Safaricom has offered $80 million (Ksh6.8 billion) for infrastructure while Airtel Kenya is set to pay $37.2 (Ksh 3.1 billion) million for the residual infrastructure, numbering prefix and subscribers. It is not clear how the assets and liabilities of ETKL or yuMobile will be handled but Airtel Kenya is demanding to retain up to $15 million (Ksh1.2 billion) to offset the over $7.2 million which yuMobile owes it in infrastructure share costs. Airtel Kenya has threatened not to clear their obligations if yuMobile will not allow it to retain the $15 million it is demanding.
yuMobile CEO’s pay
yuMobile like Airtel Kenya is mainly managed by Indian expatriates with the CEO , CFO, CS, MO and CTO being Indian. The only local function heads are HRD, FC, Legal Head, CS Head and CIO. Key roles of sales and marketing have always been headed by expatriate Indians with little knowledge of Kenyan market culture. yuMobile has not performed so well in the market despite balooning its not so valued subscriber base. Essar even brought in Indians to handle junior positions in sales and marketing completely ignoring the country’s labour laws. Kenyan labour regulations demands that positions like marketing be held by Kenyans.

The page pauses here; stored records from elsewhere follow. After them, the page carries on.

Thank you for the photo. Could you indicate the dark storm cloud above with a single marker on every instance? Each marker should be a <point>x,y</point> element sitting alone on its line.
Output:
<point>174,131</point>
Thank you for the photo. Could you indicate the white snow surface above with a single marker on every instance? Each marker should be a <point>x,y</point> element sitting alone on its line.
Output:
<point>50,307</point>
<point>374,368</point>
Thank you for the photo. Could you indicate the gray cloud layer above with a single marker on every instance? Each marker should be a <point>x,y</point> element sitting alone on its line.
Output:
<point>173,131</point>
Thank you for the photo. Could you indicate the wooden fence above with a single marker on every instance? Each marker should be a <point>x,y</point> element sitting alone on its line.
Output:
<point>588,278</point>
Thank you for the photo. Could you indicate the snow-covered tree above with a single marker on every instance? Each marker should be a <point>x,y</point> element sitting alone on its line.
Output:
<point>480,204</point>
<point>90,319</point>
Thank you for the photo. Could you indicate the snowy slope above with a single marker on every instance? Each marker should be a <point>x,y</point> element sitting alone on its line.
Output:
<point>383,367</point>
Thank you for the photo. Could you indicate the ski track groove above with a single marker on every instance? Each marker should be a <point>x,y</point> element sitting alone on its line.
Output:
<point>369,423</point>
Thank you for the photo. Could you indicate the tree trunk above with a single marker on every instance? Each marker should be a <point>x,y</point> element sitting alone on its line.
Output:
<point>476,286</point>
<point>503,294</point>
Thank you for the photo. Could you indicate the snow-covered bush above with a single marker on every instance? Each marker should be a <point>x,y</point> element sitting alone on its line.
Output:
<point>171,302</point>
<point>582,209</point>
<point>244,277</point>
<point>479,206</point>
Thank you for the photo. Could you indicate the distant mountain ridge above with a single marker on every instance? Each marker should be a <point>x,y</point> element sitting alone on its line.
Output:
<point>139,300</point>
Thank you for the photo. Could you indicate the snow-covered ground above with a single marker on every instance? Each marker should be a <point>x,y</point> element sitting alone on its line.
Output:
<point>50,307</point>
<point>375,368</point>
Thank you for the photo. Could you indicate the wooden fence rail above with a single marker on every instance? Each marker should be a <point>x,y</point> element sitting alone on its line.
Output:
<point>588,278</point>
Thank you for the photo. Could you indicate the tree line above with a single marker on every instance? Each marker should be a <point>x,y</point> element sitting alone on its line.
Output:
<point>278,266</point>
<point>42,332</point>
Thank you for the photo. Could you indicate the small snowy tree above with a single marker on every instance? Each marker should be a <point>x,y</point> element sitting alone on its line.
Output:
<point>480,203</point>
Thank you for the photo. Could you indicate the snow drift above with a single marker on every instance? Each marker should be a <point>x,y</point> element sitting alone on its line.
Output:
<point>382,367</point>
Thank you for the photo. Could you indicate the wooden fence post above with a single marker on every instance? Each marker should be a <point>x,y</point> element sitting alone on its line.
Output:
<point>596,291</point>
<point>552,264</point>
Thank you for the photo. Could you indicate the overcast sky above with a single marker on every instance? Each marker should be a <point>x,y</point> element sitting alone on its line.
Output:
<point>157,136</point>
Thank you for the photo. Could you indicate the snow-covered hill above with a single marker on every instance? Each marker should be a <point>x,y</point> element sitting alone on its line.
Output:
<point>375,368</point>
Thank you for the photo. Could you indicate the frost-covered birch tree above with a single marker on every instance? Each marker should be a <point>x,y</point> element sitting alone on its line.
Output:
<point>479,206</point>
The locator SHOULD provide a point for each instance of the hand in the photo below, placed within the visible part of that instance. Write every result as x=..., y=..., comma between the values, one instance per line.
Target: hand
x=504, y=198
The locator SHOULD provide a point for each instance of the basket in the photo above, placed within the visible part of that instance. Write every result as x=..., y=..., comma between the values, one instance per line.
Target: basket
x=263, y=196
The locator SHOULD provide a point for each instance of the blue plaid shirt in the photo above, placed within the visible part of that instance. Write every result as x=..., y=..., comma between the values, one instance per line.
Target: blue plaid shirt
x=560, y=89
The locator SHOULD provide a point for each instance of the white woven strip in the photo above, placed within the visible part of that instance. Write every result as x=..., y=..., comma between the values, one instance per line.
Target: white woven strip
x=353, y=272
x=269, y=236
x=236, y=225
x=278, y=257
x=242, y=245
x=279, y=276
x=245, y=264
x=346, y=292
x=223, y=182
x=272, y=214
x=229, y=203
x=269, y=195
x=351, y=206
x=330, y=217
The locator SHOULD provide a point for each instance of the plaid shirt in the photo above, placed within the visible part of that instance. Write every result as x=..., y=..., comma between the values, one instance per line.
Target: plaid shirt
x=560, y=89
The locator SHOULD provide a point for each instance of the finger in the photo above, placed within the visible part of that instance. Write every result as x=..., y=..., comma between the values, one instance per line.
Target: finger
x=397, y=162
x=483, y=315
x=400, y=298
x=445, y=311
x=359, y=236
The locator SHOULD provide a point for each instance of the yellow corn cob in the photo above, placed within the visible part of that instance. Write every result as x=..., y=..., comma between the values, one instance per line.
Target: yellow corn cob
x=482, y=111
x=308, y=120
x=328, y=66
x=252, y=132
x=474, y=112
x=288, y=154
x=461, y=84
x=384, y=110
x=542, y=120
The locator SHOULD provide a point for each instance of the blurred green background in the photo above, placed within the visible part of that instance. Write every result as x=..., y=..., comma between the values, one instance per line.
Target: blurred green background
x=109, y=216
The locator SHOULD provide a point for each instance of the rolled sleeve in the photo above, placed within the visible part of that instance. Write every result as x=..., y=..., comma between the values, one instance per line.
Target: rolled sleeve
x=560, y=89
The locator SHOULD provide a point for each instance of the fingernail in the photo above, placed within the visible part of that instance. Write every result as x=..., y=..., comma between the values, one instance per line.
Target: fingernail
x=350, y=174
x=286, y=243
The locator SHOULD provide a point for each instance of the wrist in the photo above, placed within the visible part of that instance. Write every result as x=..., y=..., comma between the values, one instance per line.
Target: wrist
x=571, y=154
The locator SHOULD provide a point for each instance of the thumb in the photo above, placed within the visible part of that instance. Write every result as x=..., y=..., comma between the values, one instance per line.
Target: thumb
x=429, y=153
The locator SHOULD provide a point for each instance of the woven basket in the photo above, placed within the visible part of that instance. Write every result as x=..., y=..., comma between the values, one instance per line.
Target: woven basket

The strategy of looking down upon Kenyans has failed Airtel Kenya and KDN the latter even had to beg the locals back to its fold after recent acquisition by Liquid Telecom. Vodafone through Safaricom has always ensured that it uses mostly local human resource for key position thus ensuring that its message and engagement with the local subscribers is localised with personalised marketing messages to win clients over.
CEO’s bonus pay
What might be of interest to auditors of yuMobile operations is how much the CEO and top expatriates took home as bonus packages despite the company performing so poorly. yuMobile CEO Madhur Taneja paid himself a massive Ksh 78 Million in one instance despite severally paying himself money amounting to over $1.3 million in the last one year. Essar Kenya is reported to have well prepared its expatriate employees in Kenya for the sale while not doing the same for its local employees. The expatriates have been awarded very interesting dismissal packages. With the CEO alone having earned himself almost $1.3 million in the impending sale, it is not clear why the company is refusing to pay the local employees just $12 million which they are demanding in severance pay.
Bonus pay of other expatriates
The company has been making average annual loss of $25 million. The company is also not making other details of the transaction clear to the regular with reports out that details of residual asset acquisition by Airtel Kenya is masked that the regulator and Treasury will find it hard to track any tax payable to the government in case the competition authority will approve the deal.